Infelice diremmo la scelta del rumeno Leonard Bernad per la determinante parte del Frate, mentre Marco Spotti, che già ricordavamo come buon Inquisitore qualche anno fa a Genova, ha dimostrato un approfondimento del personaggio che gli ha consentito di sfruttare al meglio i suggerimenti di violenza che gli giungevano dal podio.
Dopo avere superato il temibile scoglio di “Compi l’opra, a svenar corri il padre”, il soprano Maria Agresta ha chiuso la dolente aria di congedo per la Contessa d’Aremberg con un filato che resta nell’orecchio e nel cuore, mantenendo poi sino alla fine della serata un ottimo controllo dell’emissione. L’interpretazione del mezzosoprano Veronica Simeoni ha avuto il suo culmine nel Molto meno mosso “O mia regina, io t’immolai”, ma ripetiamo che la breve scena tra le due donne che precede l’uscita della Regina sdegnata ha costituito, a nostro gusto, il vertice della serata.
Non ripetiamo qui i nomi, elencati in locandina, della nutrita schiera degl’interpreti “minori”, che Verdi impegna spesso in modo “scoperto”. Diremo solo che tutti si sono dimostrati anche superiori ai loro ruoli.
Ottimo il Coro del Teatro la Fenice, preparato e diretto come sempre da Claudio Marino Moretti: a nostro personalissimo parere l’autentico punto d’eccellenza dell’esecuzione.

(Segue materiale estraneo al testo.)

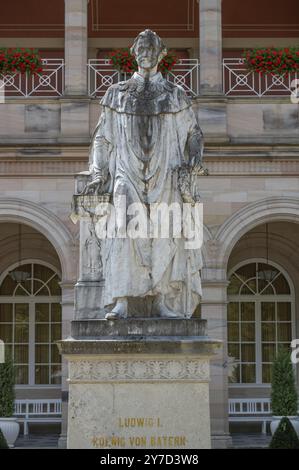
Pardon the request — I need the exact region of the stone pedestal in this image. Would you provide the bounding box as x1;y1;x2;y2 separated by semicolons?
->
60;318;221;449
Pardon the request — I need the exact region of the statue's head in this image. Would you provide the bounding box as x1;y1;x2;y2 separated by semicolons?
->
131;29;167;69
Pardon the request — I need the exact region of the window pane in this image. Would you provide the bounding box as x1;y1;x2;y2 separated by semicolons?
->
15;366;28;384
51;323;61;343
241;364;255;383
0;275;17;295
273;274;290;294
241;302;255;321
227;323;239;341
35;304;50;323
258;263;279;284
33;281;49;297
241;344;255;362
278;342;292;353
277;323;292;341
277;302;292;321
15;284;30;296
33;264;54;282
262;343;276;362
51;304;61;323
261;302;275;321
241;323;255;341
35;344;49;364
48;274;61;295
0;323;12;343
228;364;240;383
15;323;29;343
262;364;272;383
14;344;28;364
0;304;13;322
262;323;276;341
51;344;61;364
35;366;49;384
240;279;256;295
35;323;49;343
228;343;240;359
261;283;275;295
22;279;32;294
51;366;61;384
227;274;242;295
15;304;29;323
236;263;256;281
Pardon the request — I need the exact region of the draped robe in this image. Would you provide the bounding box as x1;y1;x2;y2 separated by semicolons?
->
90;73;202;316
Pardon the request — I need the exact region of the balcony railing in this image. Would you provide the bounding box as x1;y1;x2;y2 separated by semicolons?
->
223;58;299;98
0;58;299;100
0;59;64;98
88;59;199;98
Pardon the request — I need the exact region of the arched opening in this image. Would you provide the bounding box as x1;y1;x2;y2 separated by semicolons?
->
227;259;295;385
0;261;61;386
0;223;62;390
227;222;299;392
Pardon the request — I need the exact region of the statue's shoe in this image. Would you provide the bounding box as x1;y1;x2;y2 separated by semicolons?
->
105;310;127;320
159;306;182;318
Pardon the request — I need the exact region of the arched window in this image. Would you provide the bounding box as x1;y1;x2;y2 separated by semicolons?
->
227;261;294;384
0;262;61;385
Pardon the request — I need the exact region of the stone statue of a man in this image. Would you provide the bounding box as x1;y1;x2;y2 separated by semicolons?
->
86;30;203;319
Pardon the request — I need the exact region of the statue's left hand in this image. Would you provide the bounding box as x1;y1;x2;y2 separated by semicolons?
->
82;176;105;195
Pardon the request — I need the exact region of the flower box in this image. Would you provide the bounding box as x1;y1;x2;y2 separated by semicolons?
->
243;47;299;76
108;47;178;73
0;48;43;75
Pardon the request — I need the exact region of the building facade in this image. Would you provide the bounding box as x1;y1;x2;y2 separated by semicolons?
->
0;0;299;448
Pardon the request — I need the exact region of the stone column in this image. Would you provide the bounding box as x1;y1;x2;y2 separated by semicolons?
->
58;281;74;448
65;0;89;95
201;280;231;449
199;0;223;95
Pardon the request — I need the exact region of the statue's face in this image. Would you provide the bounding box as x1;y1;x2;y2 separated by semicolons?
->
135;37;160;69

Il ritmo incalzante imposto da regia e direzione ha fatto sì che ben pochi siano stati gli applausi “a scena aperta”: il più caloroso quello ottenuto dalla Simeoni dopo la sua seconda aria. Alla fine i consensi si sono sensibilmente rafforzati al comparire del baritono, del soprano e del tenore, culminando nell’accoglienza a Chung.
Teatro stipato (e crediamo anche formalmente “esaurito”), nel quale si notava una presenza forse maggioritaria di tenute da sera maschili; più rare, anzi quasi assenti, le grandes tenues delle signore. Va anche detto che la noia deve avere serpeggiato a un certo punto tra la folta parte presenzialista del pubblico: ne è indice e misura l’alto numero di telefonini ripetutamente e maleducatamente accesi per leggere e scrivere chissà quali indifferibili messaggi.
La recensione si riferisce alla prémière del 24 novembre 2019.